Chapter 28 : Rhesus Negative

257 55 59
                                    

Terima kasih sudah menjawab questionnaires saya di chapter sebelumnya. Tidak membalas komentar bukan berarti tidak membaca yaaa. Dan sejauh ini ... kalian ... Awesome!

Fyi, untuk satu chapter rata-rata sudah 3k-an kata (diluar note gak penting ini). Pembaca semakin hari semakin sepi. Dah lah. Next chapter fikss gue tamatin. Alan mati kehabisan darah. Jack auto mati. Zeal depresi, bunuh diri. Kapal Antonia tenggelam lagi. Victor, Aurora, Dinar, dan semua Elit Ace mati di Samudera Hindia. Kelompok assassin bebas dan hidup menjadi psikopat. Hannah jadi gila. Terus plot twist Ben bunuh Hannah. Ternyata, selama ini Ben berhubungan dengan Kara. Kara dan Ben kemudian menikah tanpa halangan. Mereka membesarkan Victoria bersama-sama. Hidup bahagia selamanya.

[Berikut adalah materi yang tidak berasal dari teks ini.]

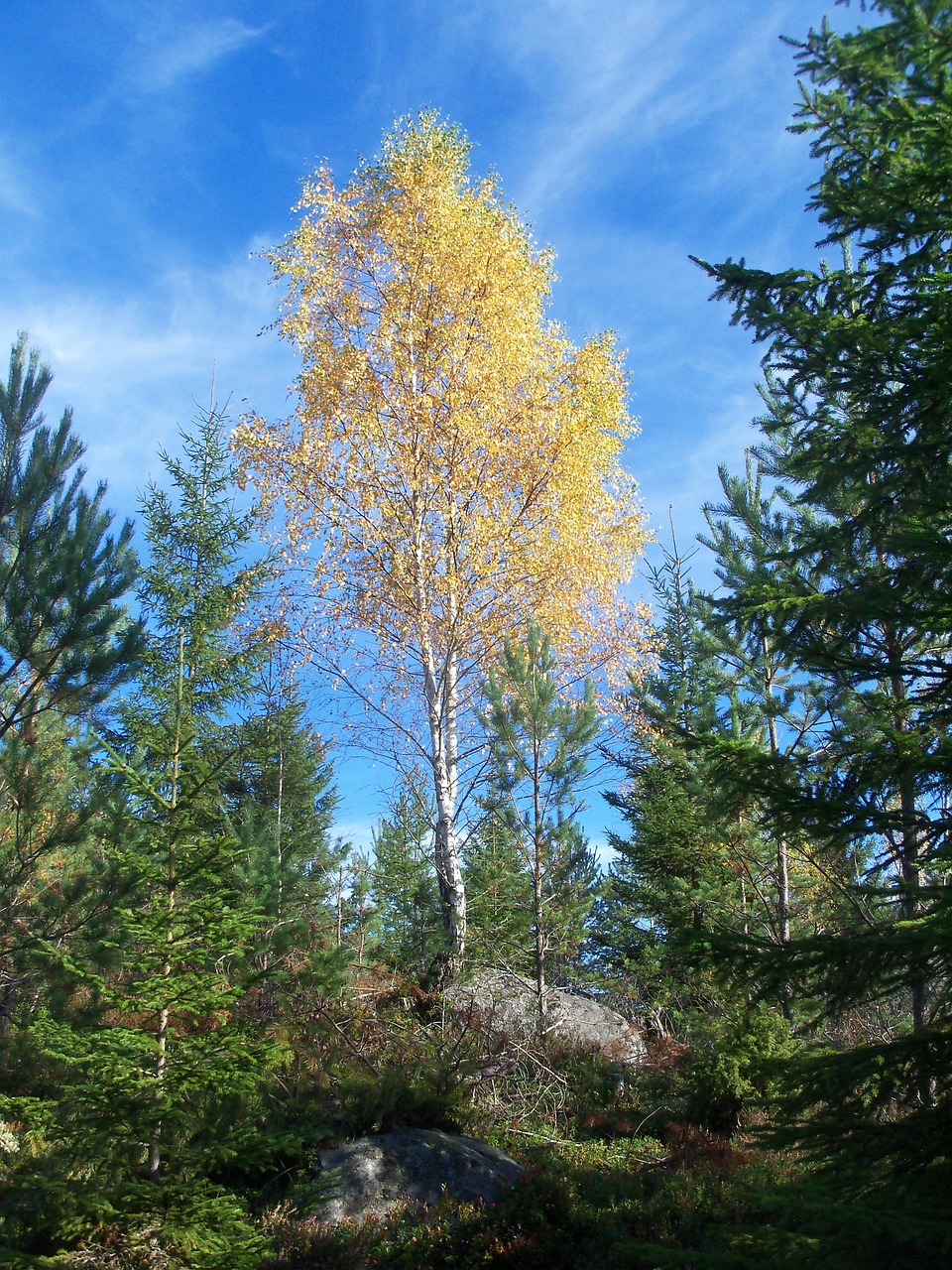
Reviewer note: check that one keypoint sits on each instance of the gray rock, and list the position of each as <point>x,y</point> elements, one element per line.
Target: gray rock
<point>503,1002</point>
<point>412,1167</point>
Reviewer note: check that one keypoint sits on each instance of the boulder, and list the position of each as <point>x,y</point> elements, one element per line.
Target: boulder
<point>412,1167</point>
<point>507,1003</point>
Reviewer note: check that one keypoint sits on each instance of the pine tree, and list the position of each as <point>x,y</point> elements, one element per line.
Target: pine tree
<point>688,860</point>
<point>176,1055</point>
<point>66,640</point>
<point>499,908</point>
<point>858,357</point>
<point>281,795</point>
<point>66,643</point>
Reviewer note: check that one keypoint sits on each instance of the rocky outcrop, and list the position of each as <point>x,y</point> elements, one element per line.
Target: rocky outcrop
<point>413,1167</point>
<point>506,1003</point>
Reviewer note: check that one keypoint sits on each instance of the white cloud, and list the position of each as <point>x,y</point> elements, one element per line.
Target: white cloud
<point>17,193</point>
<point>169,54</point>
<point>134,367</point>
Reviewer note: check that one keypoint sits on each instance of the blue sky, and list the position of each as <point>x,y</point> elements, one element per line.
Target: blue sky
<point>149,149</point>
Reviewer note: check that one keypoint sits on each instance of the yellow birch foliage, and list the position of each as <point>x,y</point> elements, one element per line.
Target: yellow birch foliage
<point>452,466</point>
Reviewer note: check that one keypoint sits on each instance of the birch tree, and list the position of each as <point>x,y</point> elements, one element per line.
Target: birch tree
<point>452,463</point>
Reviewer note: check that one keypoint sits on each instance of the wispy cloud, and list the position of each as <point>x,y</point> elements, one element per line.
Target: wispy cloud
<point>167,54</point>
<point>137,367</point>
<point>16,185</point>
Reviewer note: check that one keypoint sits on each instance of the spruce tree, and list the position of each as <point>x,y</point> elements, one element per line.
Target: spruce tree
<point>860,435</point>
<point>539,746</point>
<point>280,789</point>
<point>405,925</point>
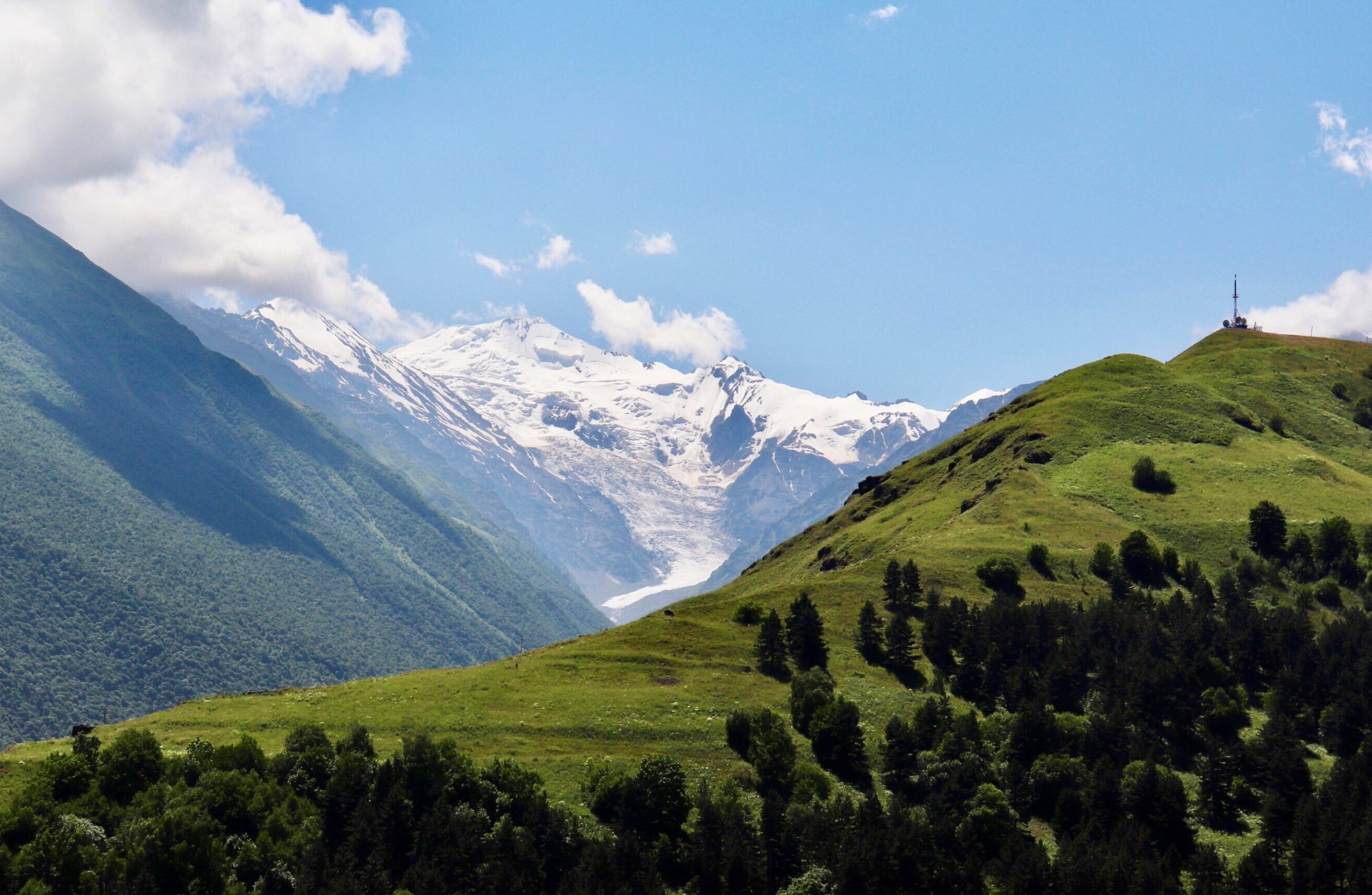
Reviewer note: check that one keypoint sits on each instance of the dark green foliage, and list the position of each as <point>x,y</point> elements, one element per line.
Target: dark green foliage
<point>1038,557</point>
<point>808,692</point>
<point>1001,574</point>
<point>770,650</point>
<point>867,635</point>
<point>806,635</point>
<point>1140,560</point>
<point>1363,412</point>
<point>1147,476</point>
<point>1267,530</point>
<point>1102,562</point>
<point>901,586</point>
<point>748,612</point>
<point>170,526</point>
<point>901,646</point>
<point>836,737</point>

Alhamdulillah akhirnya bisa cepat selesai ...

Sudah dispoiler ya ... jadi ... selamat membaca!

***

KARA melihat papanya datang menyongsong ke dalam terowongan dengan sebuah senter fokus. Lelaki itu terperenyak melihat kejutan yang ia berikan. Segaris senyum yang menawan dan sebuah revolver di tangan, tampak siap meletus kapan saja. Ia harus mengapresiasi naluri kabapakan yang ada dalam diri Rick Hudson. Seakan-akan tahu bahwa segalanya tidak baik-baik saja, lelaki itu datang di saat yang krusial. Alan baru saja jatuh berlutut, terbatuk-batuk, tak tahan lagi berpura-pura kuat menanggung luka-luka tikam yang ada di sekujur tubuhnya.

“Alan …” Rick Hudson terpekik dan berlari menjangkau putranya yang baru saja muntah darah. Melintasi dirinya yang hanya dianggap tembok belaka. Kara memutar bola mata. Akhirnya ayah dan anak itu memiliki momen manis setelah sekian lama tercerai-berai. “Aku akan menggendongmu, Nak. Naiklah ke punggungku. Kau akan baik-baik saja.”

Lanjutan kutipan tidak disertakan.